- Born: 1970 (age 55–56) Virginia, United States
- Education: University of Iowa
- Occupation: Film director/producer

= Sarah Price (filmmaker) =

American film director

Sarah Price (born 1970) is an American filmmaker, director and producer known for the feature documentary American Movie (1999 Winner of the Grand Jury Prize for Documentary at the Sundance Film Festival, released by Sony Pictures Classics).

Price is a member of the Directors Guild of America.
==Early life==
Price spent the first five years of her life in London, England, her early school years in the American Midwest and East Coast, and later attended high school at the International Schools in Frankfurt, Germany and Nairobi, Kenya.
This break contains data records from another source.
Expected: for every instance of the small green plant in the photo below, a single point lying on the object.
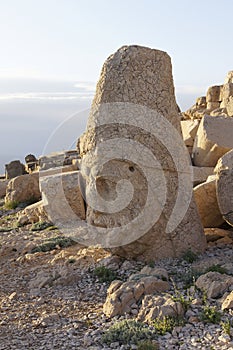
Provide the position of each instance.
(104, 274)
(128, 331)
(189, 256)
(166, 324)
(216, 268)
(40, 225)
(54, 243)
(11, 205)
(210, 314)
(5, 229)
(185, 299)
(147, 345)
(226, 326)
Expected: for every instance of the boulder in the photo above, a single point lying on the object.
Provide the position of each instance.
(134, 111)
(229, 77)
(14, 169)
(213, 139)
(57, 159)
(214, 94)
(3, 187)
(32, 214)
(154, 307)
(200, 174)
(57, 170)
(207, 204)
(225, 162)
(122, 296)
(229, 106)
(214, 284)
(218, 235)
(224, 188)
(189, 130)
(62, 198)
(24, 188)
(31, 163)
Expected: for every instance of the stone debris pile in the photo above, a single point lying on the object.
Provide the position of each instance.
(55, 297)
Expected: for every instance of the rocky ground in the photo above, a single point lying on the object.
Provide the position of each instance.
(52, 298)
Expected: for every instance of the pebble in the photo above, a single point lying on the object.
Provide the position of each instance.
(70, 316)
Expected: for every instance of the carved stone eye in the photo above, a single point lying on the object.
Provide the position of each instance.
(131, 168)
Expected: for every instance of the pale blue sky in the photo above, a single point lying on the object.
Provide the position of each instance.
(52, 52)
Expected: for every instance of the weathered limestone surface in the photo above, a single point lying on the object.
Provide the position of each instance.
(3, 187)
(189, 130)
(57, 159)
(32, 213)
(23, 188)
(224, 187)
(62, 198)
(207, 204)
(143, 77)
(218, 101)
(214, 284)
(200, 174)
(213, 139)
(225, 162)
(157, 307)
(14, 168)
(122, 296)
(57, 170)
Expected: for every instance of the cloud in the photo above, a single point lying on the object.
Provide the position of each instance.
(190, 90)
(46, 96)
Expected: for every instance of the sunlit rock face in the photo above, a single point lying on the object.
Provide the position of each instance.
(135, 168)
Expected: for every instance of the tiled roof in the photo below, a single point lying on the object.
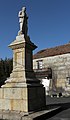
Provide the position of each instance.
(58, 50)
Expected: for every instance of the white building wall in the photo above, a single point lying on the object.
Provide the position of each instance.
(60, 66)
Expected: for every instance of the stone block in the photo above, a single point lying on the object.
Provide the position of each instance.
(15, 93)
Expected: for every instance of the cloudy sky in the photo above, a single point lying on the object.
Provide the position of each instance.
(48, 23)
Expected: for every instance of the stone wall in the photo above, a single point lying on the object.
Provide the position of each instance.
(60, 66)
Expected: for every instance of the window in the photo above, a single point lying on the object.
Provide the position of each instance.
(39, 64)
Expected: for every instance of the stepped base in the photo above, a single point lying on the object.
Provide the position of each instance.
(24, 99)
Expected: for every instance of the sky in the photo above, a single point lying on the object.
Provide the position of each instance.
(48, 23)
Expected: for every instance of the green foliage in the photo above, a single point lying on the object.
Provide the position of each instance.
(6, 67)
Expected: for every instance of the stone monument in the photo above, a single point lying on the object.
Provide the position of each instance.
(22, 91)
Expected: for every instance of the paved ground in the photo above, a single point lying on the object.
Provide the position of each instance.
(64, 114)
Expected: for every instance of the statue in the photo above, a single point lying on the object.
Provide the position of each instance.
(23, 22)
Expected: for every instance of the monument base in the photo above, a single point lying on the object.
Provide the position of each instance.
(26, 99)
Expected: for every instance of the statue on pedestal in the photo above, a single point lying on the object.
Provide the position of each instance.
(23, 22)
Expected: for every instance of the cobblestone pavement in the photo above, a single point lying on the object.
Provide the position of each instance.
(65, 112)
(64, 115)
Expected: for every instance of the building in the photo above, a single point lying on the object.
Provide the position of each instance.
(57, 60)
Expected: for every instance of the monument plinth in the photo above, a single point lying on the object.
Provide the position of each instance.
(22, 91)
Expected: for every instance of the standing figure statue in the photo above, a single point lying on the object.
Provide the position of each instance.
(23, 22)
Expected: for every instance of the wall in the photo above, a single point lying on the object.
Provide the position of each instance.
(60, 65)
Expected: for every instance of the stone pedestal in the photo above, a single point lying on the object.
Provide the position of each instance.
(22, 91)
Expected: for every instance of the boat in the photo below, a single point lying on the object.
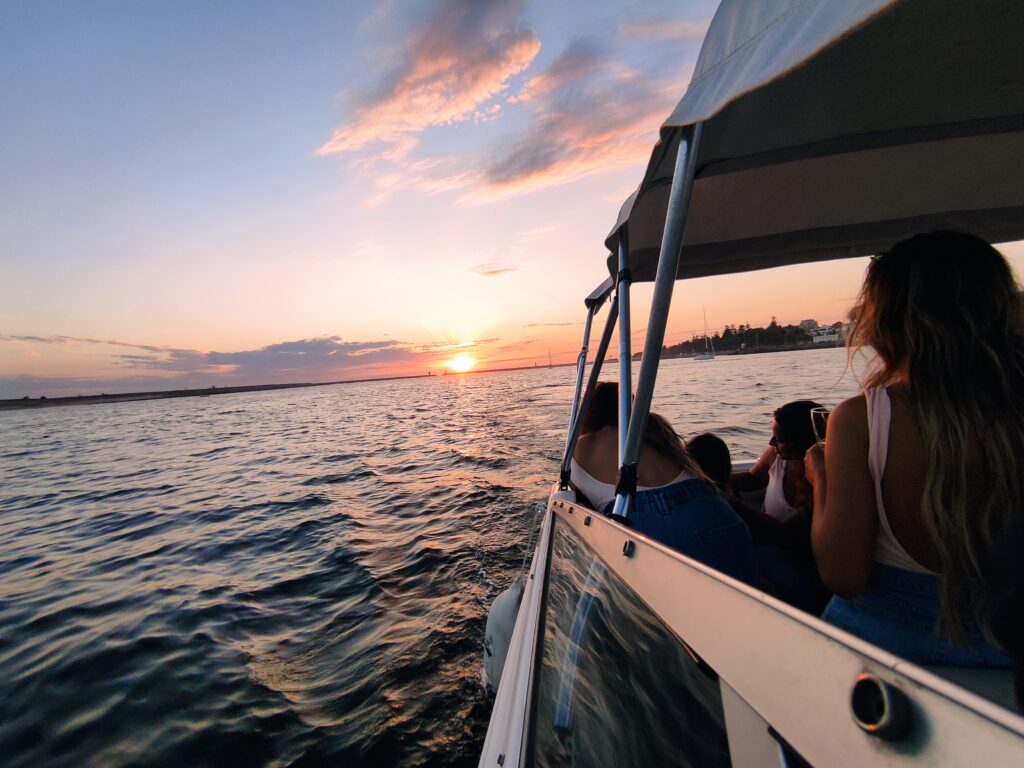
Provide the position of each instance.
(811, 130)
(709, 352)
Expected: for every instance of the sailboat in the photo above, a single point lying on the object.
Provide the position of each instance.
(812, 130)
(709, 352)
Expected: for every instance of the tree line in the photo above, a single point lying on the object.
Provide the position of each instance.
(747, 337)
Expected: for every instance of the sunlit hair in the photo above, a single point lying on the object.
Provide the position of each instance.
(941, 312)
(603, 412)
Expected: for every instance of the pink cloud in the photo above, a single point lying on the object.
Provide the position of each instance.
(456, 64)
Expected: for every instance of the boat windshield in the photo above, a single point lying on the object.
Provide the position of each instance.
(615, 687)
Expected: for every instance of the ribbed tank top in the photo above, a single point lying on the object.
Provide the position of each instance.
(888, 551)
(601, 493)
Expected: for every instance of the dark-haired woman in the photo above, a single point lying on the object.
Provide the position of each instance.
(781, 527)
(923, 471)
(675, 504)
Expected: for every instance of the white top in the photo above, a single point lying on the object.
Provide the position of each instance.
(600, 493)
(775, 503)
(888, 551)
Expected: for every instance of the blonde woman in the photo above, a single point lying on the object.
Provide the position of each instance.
(922, 471)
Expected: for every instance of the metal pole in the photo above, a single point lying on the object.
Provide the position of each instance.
(668, 266)
(595, 370)
(581, 368)
(625, 349)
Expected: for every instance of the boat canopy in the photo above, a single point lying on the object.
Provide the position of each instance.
(835, 129)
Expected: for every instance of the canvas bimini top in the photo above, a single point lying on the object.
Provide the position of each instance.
(835, 128)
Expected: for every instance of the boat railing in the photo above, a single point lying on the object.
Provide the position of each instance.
(674, 659)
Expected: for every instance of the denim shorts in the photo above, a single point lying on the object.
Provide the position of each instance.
(692, 517)
(899, 611)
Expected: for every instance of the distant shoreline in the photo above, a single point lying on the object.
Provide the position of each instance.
(25, 403)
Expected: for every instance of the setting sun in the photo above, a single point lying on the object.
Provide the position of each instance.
(460, 364)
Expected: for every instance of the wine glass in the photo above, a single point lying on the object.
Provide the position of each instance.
(819, 420)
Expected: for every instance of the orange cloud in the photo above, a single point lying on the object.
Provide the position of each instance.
(456, 64)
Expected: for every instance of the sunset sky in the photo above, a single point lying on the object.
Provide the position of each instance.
(197, 194)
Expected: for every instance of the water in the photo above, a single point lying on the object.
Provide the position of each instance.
(300, 577)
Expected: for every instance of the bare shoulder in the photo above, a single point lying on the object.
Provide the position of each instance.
(850, 417)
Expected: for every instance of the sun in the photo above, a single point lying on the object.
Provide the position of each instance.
(460, 364)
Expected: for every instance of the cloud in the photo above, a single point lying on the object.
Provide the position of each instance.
(450, 70)
(594, 108)
(76, 340)
(649, 30)
(154, 368)
(592, 114)
(493, 270)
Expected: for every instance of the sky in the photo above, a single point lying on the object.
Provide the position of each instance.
(199, 194)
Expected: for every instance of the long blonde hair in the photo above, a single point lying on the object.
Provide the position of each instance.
(941, 311)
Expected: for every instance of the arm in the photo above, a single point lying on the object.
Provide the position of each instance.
(757, 476)
(845, 521)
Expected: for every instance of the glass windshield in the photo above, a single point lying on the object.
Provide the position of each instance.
(615, 687)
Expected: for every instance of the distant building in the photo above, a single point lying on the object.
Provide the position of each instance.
(824, 336)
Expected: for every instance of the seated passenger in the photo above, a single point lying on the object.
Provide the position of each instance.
(922, 471)
(712, 455)
(779, 471)
(1004, 580)
(781, 528)
(675, 504)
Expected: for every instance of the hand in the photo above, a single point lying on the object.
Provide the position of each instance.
(814, 465)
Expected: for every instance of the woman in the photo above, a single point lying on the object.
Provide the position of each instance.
(594, 467)
(781, 528)
(921, 472)
(675, 504)
(779, 471)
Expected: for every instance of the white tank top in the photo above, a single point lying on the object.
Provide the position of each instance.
(603, 493)
(775, 503)
(888, 551)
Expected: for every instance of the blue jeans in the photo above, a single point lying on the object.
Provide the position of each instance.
(692, 517)
(899, 612)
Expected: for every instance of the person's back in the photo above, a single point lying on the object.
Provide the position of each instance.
(924, 467)
(674, 504)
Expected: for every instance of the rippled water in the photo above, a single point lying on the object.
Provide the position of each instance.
(299, 577)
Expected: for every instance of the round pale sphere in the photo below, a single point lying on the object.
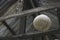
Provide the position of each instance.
(42, 23)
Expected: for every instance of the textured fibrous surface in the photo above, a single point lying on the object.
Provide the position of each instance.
(42, 23)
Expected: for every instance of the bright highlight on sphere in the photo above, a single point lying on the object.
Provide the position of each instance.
(42, 23)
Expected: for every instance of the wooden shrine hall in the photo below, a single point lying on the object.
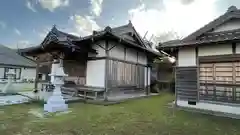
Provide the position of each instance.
(111, 61)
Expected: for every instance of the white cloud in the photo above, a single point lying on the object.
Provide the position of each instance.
(96, 7)
(3, 25)
(17, 32)
(175, 16)
(83, 25)
(30, 6)
(51, 5)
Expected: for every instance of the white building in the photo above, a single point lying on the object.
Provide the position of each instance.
(25, 69)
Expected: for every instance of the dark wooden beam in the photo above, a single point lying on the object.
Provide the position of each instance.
(220, 58)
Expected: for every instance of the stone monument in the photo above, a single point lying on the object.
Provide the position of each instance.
(8, 87)
(56, 102)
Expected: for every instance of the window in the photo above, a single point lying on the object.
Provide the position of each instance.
(220, 81)
(16, 70)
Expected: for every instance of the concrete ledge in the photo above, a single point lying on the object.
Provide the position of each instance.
(212, 109)
(215, 113)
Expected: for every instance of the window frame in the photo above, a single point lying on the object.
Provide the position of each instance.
(15, 70)
(229, 93)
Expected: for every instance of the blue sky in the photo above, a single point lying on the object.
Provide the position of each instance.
(25, 22)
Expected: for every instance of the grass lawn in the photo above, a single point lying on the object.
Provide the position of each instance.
(148, 116)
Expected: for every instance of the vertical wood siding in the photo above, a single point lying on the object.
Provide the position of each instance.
(128, 75)
(186, 83)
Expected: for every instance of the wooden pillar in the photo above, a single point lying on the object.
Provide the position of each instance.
(36, 76)
(147, 88)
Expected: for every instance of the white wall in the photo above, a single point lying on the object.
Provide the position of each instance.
(28, 73)
(131, 54)
(142, 58)
(18, 86)
(214, 50)
(187, 57)
(95, 73)
(230, 25)
(117, 51)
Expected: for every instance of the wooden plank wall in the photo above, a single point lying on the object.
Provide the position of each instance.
(187, 83)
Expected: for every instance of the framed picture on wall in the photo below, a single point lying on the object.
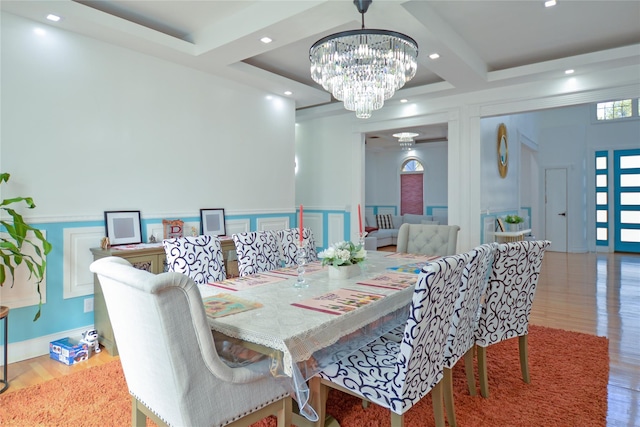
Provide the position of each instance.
(123, 227)
(212, 222)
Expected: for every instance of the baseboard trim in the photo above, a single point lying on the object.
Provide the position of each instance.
(28, 349)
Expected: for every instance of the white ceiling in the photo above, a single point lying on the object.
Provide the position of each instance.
(482, 44)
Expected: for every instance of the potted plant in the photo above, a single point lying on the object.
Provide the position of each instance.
(514, 221)
(21, 244)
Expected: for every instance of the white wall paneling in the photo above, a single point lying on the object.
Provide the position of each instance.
(24, 292)
(441, 215)
(489, 229)
(314, 222)
(386, 210)
(336, 228)
(275, 223)
(155, 230)
(78, 280)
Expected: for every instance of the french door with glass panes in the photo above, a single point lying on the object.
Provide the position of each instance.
(626, 195)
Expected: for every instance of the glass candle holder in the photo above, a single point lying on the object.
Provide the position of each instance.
(301, 261)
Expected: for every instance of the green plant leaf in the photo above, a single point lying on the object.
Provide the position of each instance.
(12, 253)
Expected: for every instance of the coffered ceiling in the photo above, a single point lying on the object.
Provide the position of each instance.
(482, 44)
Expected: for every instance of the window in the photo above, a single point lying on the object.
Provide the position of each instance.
(412, 165)
(614, 110)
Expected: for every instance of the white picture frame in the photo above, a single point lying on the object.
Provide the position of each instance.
(123, 227)
(212, 222)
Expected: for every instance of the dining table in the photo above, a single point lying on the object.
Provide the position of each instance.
(304, 328)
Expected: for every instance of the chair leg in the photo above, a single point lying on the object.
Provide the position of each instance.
(448, 397)
(397, 420)
(138, 418)
(319, 394)
(436, 397)
(482, 371)
(284, 414)
(524, 358)
(468, 369)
Price was educated at the University of Iowa.

==Career==
She directed Caesar's Park (2001 SXSW Int'l Film Fest, Sundance Channel), The Yes Men (2003 Toronto Int'l Film Festival, released by United Artist/MGM), and Summercamp! (2006 Toronto Int'l Film Fest, Sundance Channel). Price was also a cinematographer on The Yes Men Fix the World (2009 Sundance Film Fest/HBO), and a Co-Producer of Youssou N’dour: I Bring What I Love (2008 Toronto Int’l Fest). In 2009, she expanded into commercial directing and is represented by Independent Media Inc. Sarah further expanded into episodic television in 2014, directing The Carrie Diaries for Warner Brothers.

In 2016, Sarah Price's documentary film L7: Pretend We're Dead was first screened. Price describes hearing a song by L7 while working as a DJ at her college radio station as the seed of her curiosity and interest in the group. The film was nominated for the Jury Prize at the 2017 Hollywood Film Festival and for the Indiemusic Schweppes Award at the IndieLisboa International Independent Film Festival in 2018. "L7: Pretend We're Dead" won the Jury Prize at the Bordeaux Rock - Musical Ecran in 2018.